Xia Yuan Festival: The Taoist Thanksgiving

The fifteenth day of the 10th lunar month is a day that is commonly known as the ‘Xia Yuan festival’. (2008/11/12)

This is the birthday of the celestial emperor also known as the Official of Water or the God of Water. According to Taoist cosmology the three primary elements of the universe are Heaven, Earth and Water. There are three celestial officials/emperors governing these realms and they are; the emperor of Heaven, emperor of Earth and the emperor of Water. There are three festivals, at different times of the year that celebrate the wonders associated with these celestial emperors. San Yuan – known as the lantern festival, JungYuan – known as the hungry ghost festival and of course, Xia Yuan.

It is commonly believed that the emperor or official of the waters was charged with the movement and flow of the seas, streams, brooks, rivers and rain but also to address the aspect of human sin and alleviating the hardships incurred by the average person. To pay their respects people will provide offerings to the emperor of the Waters during the Xia Yuan festival. By praying to him on this day, in a sincerely remorseful way, it is suggested that all your sins and misfortunes can be deleted from the ‘spiritual records’ and you are free to turn over a new leaf.

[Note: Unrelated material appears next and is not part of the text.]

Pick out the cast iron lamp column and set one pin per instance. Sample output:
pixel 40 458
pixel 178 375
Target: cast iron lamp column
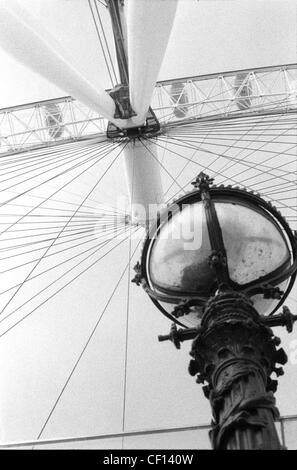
pixel 218 291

This festival is not that well known and is a traditional Taoist celebration held in the latter part of the year. It is therefore selected to perform the Hsieh Ping An – Thanksgiving for safety and well being ceremony in the local temples to show gratitude to the gods for the safe year and good harvests. We all know the benefit of being grateful for what you have.

Each member of the community is able to participate in this ceremony. It is expected that each man provide an amount of ‘Ting Ah’ (money) and every woman ‘Ban Ting’ (half the amount of money) as a contribution towards the Hsieh Ping An ceremony and its associated activities. It is the opportunity to present and reinforce the solidarity through the bonds of the earth, the temple and the celestial beings.

In the Taoist temples, the ceremony of ‘Hsieh Ping An’ is held to offer sacrifices. Hsieh Ping An also called Hsieh Dong meaning ‘thanksgiving in winter’, is the most cheerful and exciting activity in the community at that time of the year. Generally, theatre groups will come to the temple forecourt and produce their plays over the course of several days. At night street vendors will set up stalls around the temple forming a temporary night market providing varying types of recreational activities. It is for celebrating the good harvest and relaxing after a hard years work.